Besides having intense fear and worry about a situation, some other signs and symptoms of an anxiety attack might include:
- Heart palpitations
- Dizziness/lightheadedness
- Sweating/trembling
- Hyperventilation
- Nausea
- Tightness in the chest and throat
- Shaking
- Muscle tension
People often report having an anxiety attack when they feel overwhelmed about something in particular like work, money, health, school, etc.

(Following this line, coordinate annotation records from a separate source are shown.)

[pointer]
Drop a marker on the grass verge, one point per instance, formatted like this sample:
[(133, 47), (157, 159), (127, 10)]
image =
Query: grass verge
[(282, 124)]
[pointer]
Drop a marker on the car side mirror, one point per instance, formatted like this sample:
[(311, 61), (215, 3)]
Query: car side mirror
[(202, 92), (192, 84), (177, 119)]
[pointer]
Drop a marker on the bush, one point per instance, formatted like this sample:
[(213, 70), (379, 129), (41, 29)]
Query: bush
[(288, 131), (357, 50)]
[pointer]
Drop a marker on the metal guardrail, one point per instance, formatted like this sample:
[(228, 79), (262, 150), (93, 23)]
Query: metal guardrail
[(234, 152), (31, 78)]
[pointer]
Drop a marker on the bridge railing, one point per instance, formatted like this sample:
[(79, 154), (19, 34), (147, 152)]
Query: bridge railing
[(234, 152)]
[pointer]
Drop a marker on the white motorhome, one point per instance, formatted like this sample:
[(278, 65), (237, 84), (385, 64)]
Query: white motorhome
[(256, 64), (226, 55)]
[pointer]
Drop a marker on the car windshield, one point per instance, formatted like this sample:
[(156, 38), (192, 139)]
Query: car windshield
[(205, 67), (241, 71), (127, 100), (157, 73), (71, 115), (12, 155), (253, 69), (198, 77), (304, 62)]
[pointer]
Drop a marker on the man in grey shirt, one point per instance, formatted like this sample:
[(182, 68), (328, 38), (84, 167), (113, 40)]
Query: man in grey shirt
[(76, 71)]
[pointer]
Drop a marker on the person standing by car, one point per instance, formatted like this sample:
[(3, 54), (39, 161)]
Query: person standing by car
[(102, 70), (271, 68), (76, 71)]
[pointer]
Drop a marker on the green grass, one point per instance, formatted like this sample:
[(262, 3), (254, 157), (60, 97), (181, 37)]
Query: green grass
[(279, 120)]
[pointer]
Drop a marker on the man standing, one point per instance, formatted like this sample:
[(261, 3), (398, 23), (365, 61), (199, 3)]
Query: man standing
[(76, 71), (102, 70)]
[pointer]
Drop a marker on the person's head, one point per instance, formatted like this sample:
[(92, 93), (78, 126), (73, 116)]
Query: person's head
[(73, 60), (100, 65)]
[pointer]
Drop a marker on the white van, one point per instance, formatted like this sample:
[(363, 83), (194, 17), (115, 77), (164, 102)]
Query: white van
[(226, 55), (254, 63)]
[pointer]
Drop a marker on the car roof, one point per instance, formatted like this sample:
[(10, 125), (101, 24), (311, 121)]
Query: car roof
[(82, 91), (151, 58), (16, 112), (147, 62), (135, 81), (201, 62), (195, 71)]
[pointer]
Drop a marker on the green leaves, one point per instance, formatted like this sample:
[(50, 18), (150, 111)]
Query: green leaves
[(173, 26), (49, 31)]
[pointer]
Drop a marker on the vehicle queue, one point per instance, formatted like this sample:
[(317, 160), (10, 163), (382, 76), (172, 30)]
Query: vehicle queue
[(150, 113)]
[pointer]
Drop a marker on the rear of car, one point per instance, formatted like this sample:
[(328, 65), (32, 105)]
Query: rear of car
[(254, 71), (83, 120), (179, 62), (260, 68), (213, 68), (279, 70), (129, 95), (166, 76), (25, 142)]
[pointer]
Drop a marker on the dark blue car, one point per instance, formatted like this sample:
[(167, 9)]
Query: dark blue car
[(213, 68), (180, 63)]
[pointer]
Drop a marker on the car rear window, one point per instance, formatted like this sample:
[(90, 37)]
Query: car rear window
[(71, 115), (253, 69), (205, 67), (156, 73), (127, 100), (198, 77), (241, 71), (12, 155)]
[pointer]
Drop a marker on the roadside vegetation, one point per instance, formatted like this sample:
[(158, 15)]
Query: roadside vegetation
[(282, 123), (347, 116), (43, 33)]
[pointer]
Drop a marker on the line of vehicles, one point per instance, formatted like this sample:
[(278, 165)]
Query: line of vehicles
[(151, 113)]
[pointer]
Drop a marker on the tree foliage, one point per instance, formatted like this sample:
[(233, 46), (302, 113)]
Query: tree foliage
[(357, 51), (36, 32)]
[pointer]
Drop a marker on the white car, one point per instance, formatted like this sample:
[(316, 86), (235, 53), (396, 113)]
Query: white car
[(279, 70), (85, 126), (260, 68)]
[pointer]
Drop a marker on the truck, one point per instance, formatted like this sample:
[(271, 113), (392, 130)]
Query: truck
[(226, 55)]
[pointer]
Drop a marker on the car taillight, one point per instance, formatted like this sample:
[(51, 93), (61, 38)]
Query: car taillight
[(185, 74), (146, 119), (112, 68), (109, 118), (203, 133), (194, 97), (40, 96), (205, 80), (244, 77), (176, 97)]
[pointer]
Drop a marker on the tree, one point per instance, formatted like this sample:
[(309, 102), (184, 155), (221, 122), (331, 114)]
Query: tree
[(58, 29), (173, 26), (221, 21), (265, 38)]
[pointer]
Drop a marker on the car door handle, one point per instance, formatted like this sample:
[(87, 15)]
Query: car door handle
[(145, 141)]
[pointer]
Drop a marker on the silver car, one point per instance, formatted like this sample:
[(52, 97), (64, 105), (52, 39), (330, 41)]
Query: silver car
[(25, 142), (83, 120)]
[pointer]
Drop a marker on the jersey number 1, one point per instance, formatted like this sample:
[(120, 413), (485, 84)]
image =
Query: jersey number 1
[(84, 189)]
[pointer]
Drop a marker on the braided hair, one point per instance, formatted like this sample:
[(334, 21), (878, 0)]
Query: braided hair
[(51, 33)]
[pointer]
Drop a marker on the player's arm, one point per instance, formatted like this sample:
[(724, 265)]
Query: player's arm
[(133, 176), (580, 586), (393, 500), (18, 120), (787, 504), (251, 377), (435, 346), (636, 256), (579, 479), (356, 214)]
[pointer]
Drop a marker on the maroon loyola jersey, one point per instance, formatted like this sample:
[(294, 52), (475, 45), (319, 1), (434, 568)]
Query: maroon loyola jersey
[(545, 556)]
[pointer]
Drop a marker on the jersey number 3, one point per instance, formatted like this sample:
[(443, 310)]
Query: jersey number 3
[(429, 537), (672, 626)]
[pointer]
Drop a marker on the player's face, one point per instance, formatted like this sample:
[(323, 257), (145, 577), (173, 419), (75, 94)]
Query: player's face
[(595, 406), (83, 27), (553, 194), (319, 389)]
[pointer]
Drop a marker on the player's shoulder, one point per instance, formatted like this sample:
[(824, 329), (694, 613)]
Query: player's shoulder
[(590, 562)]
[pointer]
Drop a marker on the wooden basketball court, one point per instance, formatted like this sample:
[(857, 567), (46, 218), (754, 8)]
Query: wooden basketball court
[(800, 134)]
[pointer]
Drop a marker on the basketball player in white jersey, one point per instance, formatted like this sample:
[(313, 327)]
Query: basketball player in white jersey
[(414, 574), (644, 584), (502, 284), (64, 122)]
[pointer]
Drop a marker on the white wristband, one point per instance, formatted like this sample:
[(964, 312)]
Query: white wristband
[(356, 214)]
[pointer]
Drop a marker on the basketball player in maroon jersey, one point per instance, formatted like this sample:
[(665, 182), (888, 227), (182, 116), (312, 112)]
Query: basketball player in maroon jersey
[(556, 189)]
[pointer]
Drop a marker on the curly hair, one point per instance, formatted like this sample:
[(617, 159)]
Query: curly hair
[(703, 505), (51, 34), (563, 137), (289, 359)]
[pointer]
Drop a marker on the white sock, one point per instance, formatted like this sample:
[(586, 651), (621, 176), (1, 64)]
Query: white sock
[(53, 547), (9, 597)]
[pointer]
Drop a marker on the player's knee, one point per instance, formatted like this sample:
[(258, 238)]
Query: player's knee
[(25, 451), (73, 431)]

If these issues have been on your mind or building up for a long period of time, you might experience an anxiety attack from feeling overwhelmed and out of control of the situation.
Examples of an Anxiety Attack
Some people experience anxiety attacks when they’re overstimulated or overly excited/nervous about something.
Overstimulation just means that the brain is responding to higher than normal dopamine levels, which can lead to anxiety attacks because it’s too much for the brain to process.
Trauma and being under a lot of pressure can also trigger an anxiety attack.
The stressor, or a build-up of stressors, is what can lead to multiple anxiety attacks.
How to Prevent an Anxiety Attack
Since anxiety attacks are linked to specific triggers, stress, or overwhelming thoughts, it’s helpful to narrow down the cause and start working on that first.
Practicing relaxation techniques such as deep breathing, yoga, or meditation, can really help manage anxiety and prevent frequent anxiety attacks from reoccurring.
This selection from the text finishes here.